= Arethusa (mythology) =

Set of mythological Greek characters

In Greek mythology, Arethusa (/ˌærɪˈθjuːzə/; Ancient Greek: Ἀρέθουσα) may refer to the following personages:

- Arethusa, one of the 50 Nereids, sea-nymph daughters of the 'Old Man of the Sea' Nereus and the Oceanid Doris. She was counted in the train of Cyrene along with her sister Opis, Deiopea and Ephyra.
- Arethusa, a nymph of a spring who was pursued by the river god Alpheus. She was a huntress and attendant of Artemis.
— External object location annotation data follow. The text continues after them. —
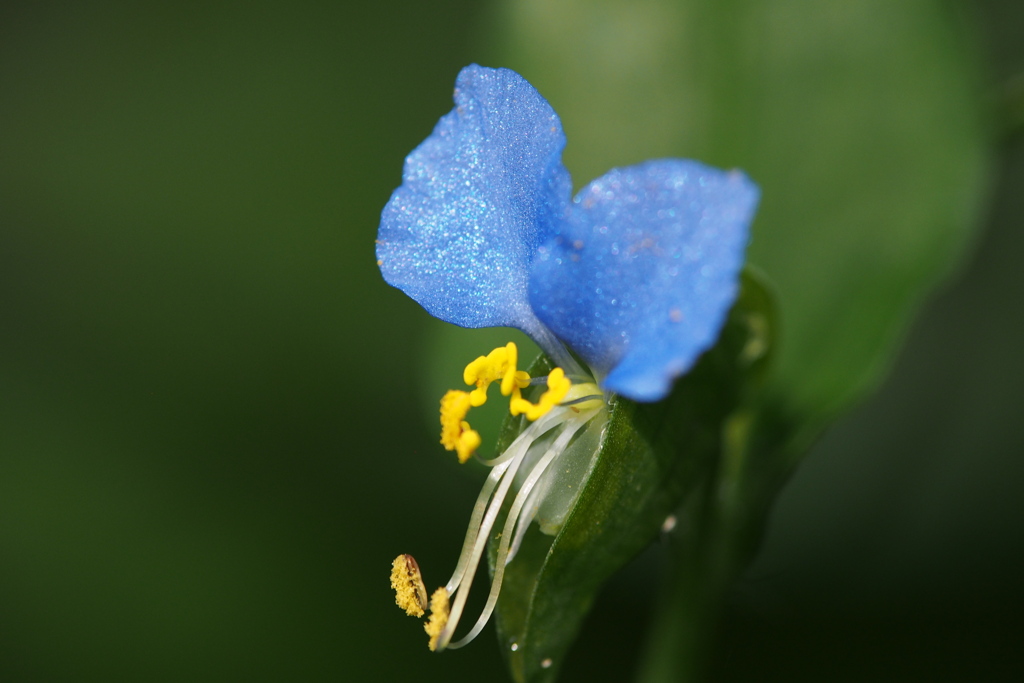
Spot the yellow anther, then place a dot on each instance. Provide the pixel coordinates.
(456, 432)
(410, 593)
(587, 390)
(499, 365)
(558, 387)
(439, 610)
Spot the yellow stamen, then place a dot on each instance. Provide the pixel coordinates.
(558, 387)
(499, 365)
(456, 432)
(411, 594)
(439, 610)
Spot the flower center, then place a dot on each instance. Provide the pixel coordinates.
(566, 425)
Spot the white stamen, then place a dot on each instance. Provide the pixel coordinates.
(536, 473)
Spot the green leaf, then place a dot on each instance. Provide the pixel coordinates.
(861, 121)
(649, 457)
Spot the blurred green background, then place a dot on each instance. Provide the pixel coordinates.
(217, 423)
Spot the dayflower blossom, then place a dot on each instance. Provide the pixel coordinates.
(623, 287)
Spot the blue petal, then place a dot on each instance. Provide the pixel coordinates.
(477, 198)
(644, 270)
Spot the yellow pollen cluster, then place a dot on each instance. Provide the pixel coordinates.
(558, 386)
(439, 610)
(499, 365)
(456, 433)
(410, 593)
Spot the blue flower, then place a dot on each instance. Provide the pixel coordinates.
(635, 274)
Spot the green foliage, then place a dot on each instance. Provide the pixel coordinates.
(651, 455)
(863, 125)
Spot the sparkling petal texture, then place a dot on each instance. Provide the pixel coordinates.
(477, 198)
(639, 278)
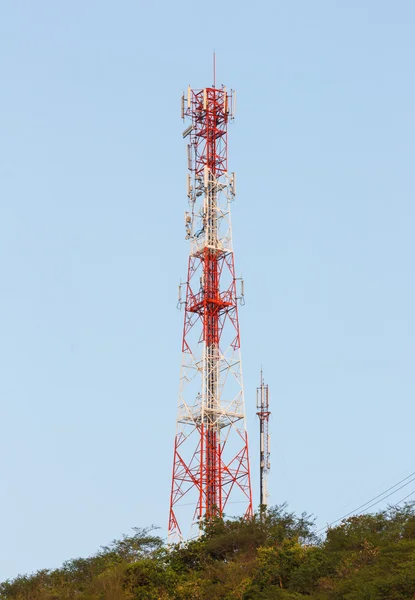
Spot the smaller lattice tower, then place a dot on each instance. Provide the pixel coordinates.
(262, 404)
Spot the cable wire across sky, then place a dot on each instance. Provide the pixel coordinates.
(376, 500)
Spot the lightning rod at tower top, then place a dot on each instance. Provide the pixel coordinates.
(211, 471)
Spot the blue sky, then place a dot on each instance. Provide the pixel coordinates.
(92, 195)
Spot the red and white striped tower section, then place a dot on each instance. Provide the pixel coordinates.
(211, 463)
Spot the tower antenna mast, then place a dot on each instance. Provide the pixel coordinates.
(211, 464)
(262, 403)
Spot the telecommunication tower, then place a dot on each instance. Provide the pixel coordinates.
(211, 464)
(262, 403)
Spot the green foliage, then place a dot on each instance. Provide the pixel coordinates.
(274, 555)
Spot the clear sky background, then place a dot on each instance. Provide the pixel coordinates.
(92, 196)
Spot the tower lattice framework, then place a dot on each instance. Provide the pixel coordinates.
(211, 464)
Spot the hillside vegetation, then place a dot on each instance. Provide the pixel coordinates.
(368, 557)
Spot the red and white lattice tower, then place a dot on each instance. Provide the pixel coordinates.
(211, 463)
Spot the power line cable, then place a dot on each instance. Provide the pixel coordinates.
(380, 496)
(400, 501)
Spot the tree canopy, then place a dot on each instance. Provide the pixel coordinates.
(275, 555)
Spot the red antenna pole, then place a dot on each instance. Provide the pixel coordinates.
(214, 69)
(211, 463)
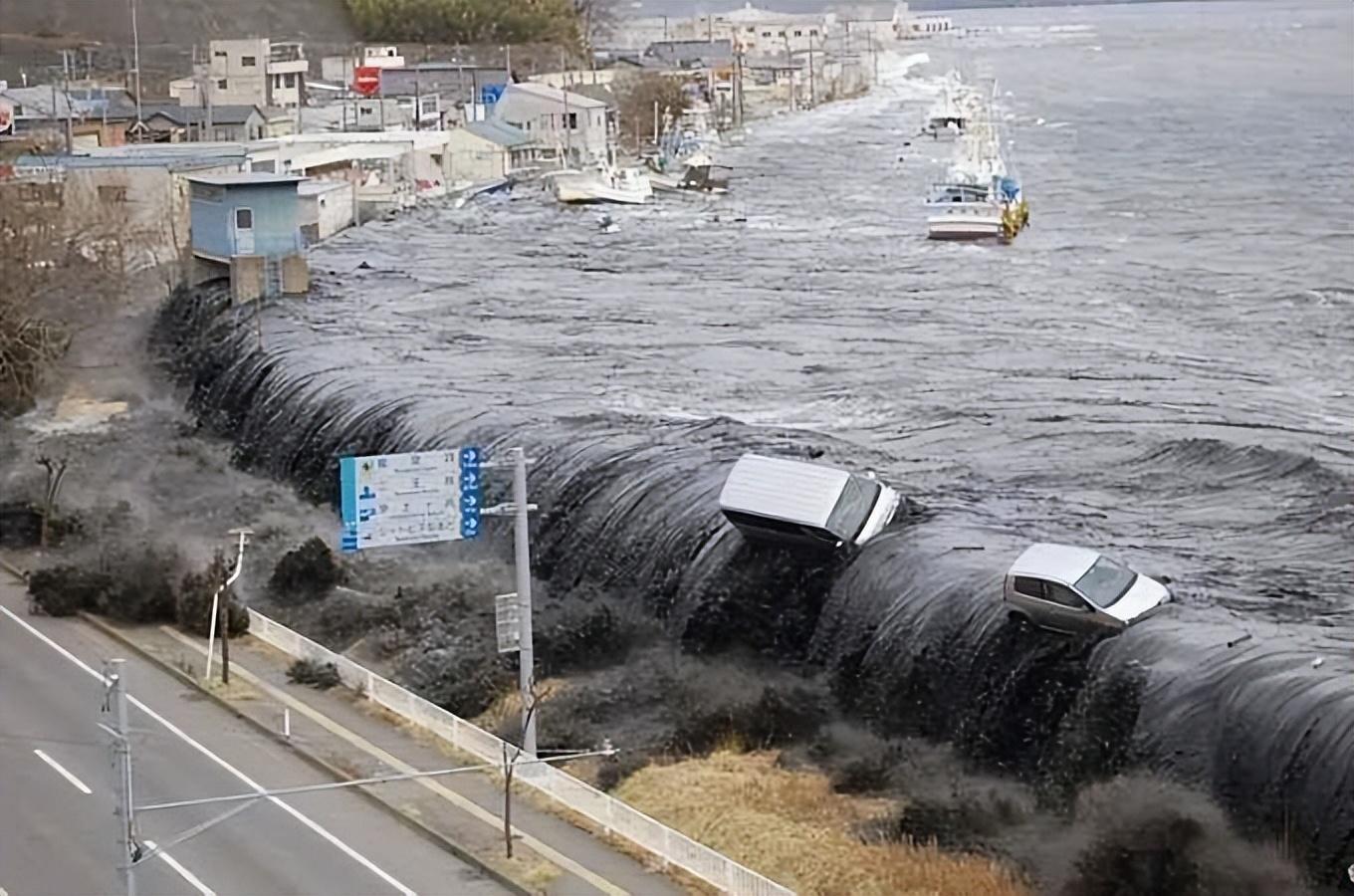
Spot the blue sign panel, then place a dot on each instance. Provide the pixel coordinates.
(410, 498)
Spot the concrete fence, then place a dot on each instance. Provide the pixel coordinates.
(617, 817)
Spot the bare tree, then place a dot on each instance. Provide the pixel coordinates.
(56, 474)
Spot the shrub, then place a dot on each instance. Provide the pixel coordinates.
(65, 590)
(195, 594)
(320, 676)
(305, 572)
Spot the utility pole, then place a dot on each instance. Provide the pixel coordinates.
(522, 561)
(135, 63)
(127, 849)
(220, 612)
(812, 93)
(65, 87)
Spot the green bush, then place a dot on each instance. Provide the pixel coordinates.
(195, 601)
(65, 590)
(305, 572)
(320, 676)
(466, 21)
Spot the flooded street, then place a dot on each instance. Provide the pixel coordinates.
(1162, 365)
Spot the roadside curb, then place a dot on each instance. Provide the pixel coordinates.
(311, 759)
(14, 570)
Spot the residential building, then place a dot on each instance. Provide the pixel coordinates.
(247, 225)
(98, 116)
(566, 126)
(692, 55)
(484, 151)
(127, 207)
(326, 207)
(248, 72)
(168, 123)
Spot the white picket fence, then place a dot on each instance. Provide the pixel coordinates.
(611, 813)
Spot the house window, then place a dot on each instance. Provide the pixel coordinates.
(41, 194)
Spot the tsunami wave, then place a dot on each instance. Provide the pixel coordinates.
(910, 628)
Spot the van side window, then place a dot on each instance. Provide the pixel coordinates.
(1064, 595)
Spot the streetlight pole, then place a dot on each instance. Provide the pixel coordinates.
(135, 61)
(122, 769)
(522, 563)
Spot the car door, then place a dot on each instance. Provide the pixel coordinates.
(1071, 610)
(1053, 605)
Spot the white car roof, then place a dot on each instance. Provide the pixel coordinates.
(1059, 561)
(783, 489)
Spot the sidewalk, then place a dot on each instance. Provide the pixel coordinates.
(463, 812)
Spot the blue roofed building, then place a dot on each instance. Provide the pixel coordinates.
(247, 224)
(484, 151)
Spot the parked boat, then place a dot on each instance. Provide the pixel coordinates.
(604, 183)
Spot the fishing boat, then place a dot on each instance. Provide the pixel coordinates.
(979, 198)
(602, 184)
(952, 112)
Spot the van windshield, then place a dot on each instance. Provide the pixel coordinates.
(853, 507)
(1105, 582)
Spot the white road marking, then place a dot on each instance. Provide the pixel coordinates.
(183, 872)
(76, 783)
(334, 840)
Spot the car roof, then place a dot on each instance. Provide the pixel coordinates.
(1063, 561)
(783, 489)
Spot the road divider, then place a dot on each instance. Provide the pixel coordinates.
(76, 783)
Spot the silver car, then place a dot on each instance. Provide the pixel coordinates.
(1078, 590)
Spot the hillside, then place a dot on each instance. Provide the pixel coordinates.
(31, 33)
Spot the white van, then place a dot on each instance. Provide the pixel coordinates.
(781, 500)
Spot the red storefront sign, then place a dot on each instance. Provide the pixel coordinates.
(365, 80)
She may be the same with the above Arethusa.
- Arethusa, one of the Hesperides according to Apollodorus.
- Arethusa, the Boeotian daughter of Hyperes, son of Poseidon and the Pleiad Alcyone. She was the mother of Abas, king of the Abantians in Euboea by Poseidon. The god had intercourse with Arethusa in Boeotian Euripus and was changed into a fountain in Chalcis by Hera.
- Arethusa, a Euboean princess as daughter of King Abas and thus, granddaughter of the above Arethusa. She was the sister of Alcon, Dias and probably, of Canethus and Chalcodon.
- Arethusa, a Cretan woman, whose son was killed in the Trojan War. She was married to Thersander and their son was Hyllus.
- Arethusa, one of Actaeon's dogs.
- Arethusa, an Ithacan woman who killed herself and gave her name to a spring after the death of her son Corax.